Key Takeaways
- Mizuho Securities lifted QBTS price target to $35 from $29 while keeping Outperform rating
- D-Wave unveiled its quantum computing strategy at inaugural Analyst Day held June 1, 2026, at NYSE
- Updated development plan targets 10 logical qubits by 2030, expanding to 100 by 2032
- Company projects gross margins between 65–75% for QCaaS operations long-term
- Wall Street consensus stands at Strong Buy with $38.27 average target on TipRanks
Mizuho Securities analyst Vijay Rakesh boosted his price objective for D-Wave Quantum (QBTS) to $35 from $29 this Monday, maintaining his Outperform stance after attending the company’s inaugural Analyst Day presentation.
With QBTS shares changing hands at $23.37 when the research note published, Rakesh’s revised target represents approximately 50% appreciation potential. The stock currently trades about 50% beneath its $46.75 52-week peak and has declined 10.6% since the start of the year.
Rakesh brings considerable credibility to his analysis — he’s positioned at #4 among 12,304 analysts monitored by TipRanks, sporting a 73% accuracy rate and delivering an impressive 83.20% average return per recommendation.
D-Wave convened its Analyst Day on June 1, 2026, at the New York Stock Exchange, where it outlined a comprehensive dual-platform quantum computing approach encompassing both its current annealing technology and an emerging gate-based quantum computing initiative.
The company’s development timeline calls for introducing 17-qubit and 49-qubit platforms in late 2026 and 2027, respectively, before unveiling a 181-qubit system in 2028. This 2028 release is projected to feature D-Wave’s inaugural error-corrected logical qubits.
Executives aim to slash error rates by over 2,000-fold, anticipating fault-tolerant quantum algorithms arriving by 2030. Practical quantum chemistry and quantum AI implementations are scheduled for 2032.
The revised gate development roadmap now specifies achieving 10 logical qubits by 2030, with expansion to 100 by 2032. Earlier developmental benchmarks remain unchanged.
Twin-Platform Approach and Industry Potential
D-Wave stands alone as the sole provider delivering both annealing and gate-based quantum computing solutions. Rakesh identifies this dual capability as a significant competitive advantage.

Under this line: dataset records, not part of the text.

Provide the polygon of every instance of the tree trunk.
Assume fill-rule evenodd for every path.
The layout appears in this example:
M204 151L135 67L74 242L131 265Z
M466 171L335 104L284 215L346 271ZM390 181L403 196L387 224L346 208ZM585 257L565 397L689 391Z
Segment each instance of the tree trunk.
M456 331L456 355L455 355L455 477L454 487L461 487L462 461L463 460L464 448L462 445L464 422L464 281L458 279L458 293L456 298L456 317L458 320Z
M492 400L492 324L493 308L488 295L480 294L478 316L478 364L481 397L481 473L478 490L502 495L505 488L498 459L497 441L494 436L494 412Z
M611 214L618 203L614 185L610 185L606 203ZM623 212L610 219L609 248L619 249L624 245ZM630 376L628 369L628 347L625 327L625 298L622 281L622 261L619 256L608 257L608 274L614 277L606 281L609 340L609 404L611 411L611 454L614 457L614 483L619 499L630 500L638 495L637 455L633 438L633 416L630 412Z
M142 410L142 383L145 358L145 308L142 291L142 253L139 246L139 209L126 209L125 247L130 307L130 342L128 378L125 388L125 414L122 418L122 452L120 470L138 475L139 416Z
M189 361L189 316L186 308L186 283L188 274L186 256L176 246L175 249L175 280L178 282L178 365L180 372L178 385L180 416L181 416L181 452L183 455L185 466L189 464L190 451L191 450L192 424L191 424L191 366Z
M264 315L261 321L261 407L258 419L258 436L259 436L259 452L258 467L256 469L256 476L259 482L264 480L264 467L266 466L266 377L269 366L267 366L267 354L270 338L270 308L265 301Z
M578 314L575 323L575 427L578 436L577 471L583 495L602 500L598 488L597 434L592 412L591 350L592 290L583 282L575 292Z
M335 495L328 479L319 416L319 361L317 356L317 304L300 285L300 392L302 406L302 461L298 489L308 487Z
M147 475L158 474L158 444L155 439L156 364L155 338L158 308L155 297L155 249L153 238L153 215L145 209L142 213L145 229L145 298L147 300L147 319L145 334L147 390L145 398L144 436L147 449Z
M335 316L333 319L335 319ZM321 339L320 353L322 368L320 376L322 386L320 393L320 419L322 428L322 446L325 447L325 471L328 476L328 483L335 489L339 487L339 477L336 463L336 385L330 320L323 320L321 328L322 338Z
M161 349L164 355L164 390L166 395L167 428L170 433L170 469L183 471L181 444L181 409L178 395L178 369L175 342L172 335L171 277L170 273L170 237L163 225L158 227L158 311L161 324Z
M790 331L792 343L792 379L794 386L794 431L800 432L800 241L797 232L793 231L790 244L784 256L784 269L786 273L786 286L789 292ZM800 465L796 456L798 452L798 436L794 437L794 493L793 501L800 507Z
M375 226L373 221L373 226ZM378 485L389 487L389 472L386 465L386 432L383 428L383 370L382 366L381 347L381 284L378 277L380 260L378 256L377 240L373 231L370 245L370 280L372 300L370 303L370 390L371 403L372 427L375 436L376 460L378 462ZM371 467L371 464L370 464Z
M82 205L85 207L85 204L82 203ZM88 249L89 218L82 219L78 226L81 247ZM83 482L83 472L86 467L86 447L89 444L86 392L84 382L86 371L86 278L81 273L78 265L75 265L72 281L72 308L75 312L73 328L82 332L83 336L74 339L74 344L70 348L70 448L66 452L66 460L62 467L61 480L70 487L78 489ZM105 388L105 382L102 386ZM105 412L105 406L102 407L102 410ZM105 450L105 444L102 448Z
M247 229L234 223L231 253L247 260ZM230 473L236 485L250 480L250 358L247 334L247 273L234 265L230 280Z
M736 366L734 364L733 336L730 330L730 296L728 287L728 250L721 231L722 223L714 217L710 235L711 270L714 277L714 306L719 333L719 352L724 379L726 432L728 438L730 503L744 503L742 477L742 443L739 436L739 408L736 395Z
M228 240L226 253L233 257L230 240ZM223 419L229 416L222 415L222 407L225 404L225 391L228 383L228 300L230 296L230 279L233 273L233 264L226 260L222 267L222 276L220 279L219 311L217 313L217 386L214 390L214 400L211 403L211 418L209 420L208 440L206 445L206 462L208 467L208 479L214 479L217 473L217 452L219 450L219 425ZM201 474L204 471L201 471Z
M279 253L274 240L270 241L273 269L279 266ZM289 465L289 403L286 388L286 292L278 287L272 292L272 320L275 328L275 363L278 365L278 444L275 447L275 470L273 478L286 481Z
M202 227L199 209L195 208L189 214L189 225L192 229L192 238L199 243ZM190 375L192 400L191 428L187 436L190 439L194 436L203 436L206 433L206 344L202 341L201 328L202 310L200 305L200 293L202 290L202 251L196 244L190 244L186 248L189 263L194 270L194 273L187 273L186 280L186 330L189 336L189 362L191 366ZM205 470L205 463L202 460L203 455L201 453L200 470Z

The total accessible quantum computing market is projected to reach $450–850 billion by 2040. Gate-based architectures are anticipated to capture approximately 75% of this opportunity, supplementing annealing applications.
Regarding annealing technology, D-Wave’s Advantage2 platforms are presently commercially deployed for optimization challenges including scheduling and routing operations. System uptime exceeds 99.9%.
D-Wave showcased quantum error correction cycle durations below 5 microseconds and emphasized superior error-reduction performance compared to rival methodologies.
Revenue Projections and Profitability Outlook
D-Wave established long-range gross margin objectives of 65–75% for Quantum Computing as a Service, 40–50% for Professional Services, and 75–90% for Computing Systems.
The organization presently maintains a 66% gross profit margin and possesses more cash than outstanding debt. Each QCaaS platform is projected to produce $25–30 million in yearly revenue. D-Wave currently operates four quantum systems accessible via cloud infrastructure.
Research and development expenditures will constitute the primary operating cost as D-Wave pursues its 2030 qubit objectives.
In additional recent news, D-Wave disclosed intentions to obtain $100 million through the U.S. CHIPS and Science Act, allocating equity to the U.S. Department of Commerce within this framework.
Rosenblatt and Stifel both sustained Buy recommendations after the Analyst Day, establishing price targets at $43 and $35 respectively.
QBTS currently holds a Strong Buy consensus rating on TipRanks derived from 12 Buy recommendations and one Hold. The $38.27 average price objective suggests 63.8% upside potential from present trading levels.